Cyclin-dependent kinase 2-associated protein 1 (CDK2AP1), also named as deleted in oral cancer-1 (DOC-1), is a growth suppressor originally isolated from normal hamster oral keratino cytes by suppression subtractive hybridization (68). Human CDK2AP1 is a highly conserved cellular gene and has been mapped to chromosome 12q24 (8).
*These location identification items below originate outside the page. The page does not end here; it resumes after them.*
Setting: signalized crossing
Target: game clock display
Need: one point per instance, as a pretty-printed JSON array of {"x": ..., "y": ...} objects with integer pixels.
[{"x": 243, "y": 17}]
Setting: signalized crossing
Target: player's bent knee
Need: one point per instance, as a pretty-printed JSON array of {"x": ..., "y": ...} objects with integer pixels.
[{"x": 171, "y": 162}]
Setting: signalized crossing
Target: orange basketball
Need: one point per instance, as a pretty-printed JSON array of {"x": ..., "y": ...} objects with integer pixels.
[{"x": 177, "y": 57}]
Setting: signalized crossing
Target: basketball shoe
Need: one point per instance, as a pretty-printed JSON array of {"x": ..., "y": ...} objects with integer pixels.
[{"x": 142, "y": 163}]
The human CDK2AP1 cDNA is 1.6-kilobase pairs (kb) in length, encoding 115 amino acids with a molecular weight of 12.4 kDa (pI of 9.62) (8). CDK2 activity is thought to play a key role in late G1 to S phase progression by phosphorylating and inactivating the retinoblastoma (Rb) protein. Phosphorylated and inactive Rb allows the transcription of genes under the control of E2F, which are required for DNA replication (5,6). Therefore, the downregulation of CDK2AP1, an inhibitor of CDK2 and hence G1/S transition, is expected to result in an unregulated cell cycle progression. There is evidence to suggest that CDK2AP1 is implicated in negative regulation of CDK2 activity by sequestering monomeric CDK2 and/or targeting CDK2 for proteolysis (7). CDK2AP1 was shown to interact with DNA polymerase α/primase and/or CDK2 and to mediate phosphorylation of the large p180 subunit, suggesting a regulatory role in DNA replication during S phase of the cell cycle. In addition, recent studies have shown that CDK2AP1 mediates the growth suppressing signal from TGF-β (9).

Studies have shown that CDK2AP1 gene is usually expressed in normal human tissues. However, emerging evidence suggests that loss or reduced expression of CDK2AP1 might contribute to the multi-step nature of oral carcinogenesis in many types of malignancies including oral cancer, prostate cancer, esophageal carcinoma, gastric cancer and colorectal cancer (915) and that its loss may be an event that is associated with tumor progression. Given the significant association of CDK2AP1 expression with tumorigenesis (7), CDK2AP1 may play a role in oncogenesis and serves as a molecular target for cancer therapy. It is perhaps no surprise that CDK2AP1 also plays a functional role in human pulmonary tumorigenesis. However, to date, the specific roles of CDK2AP1 in lung cancers have not yet been reported.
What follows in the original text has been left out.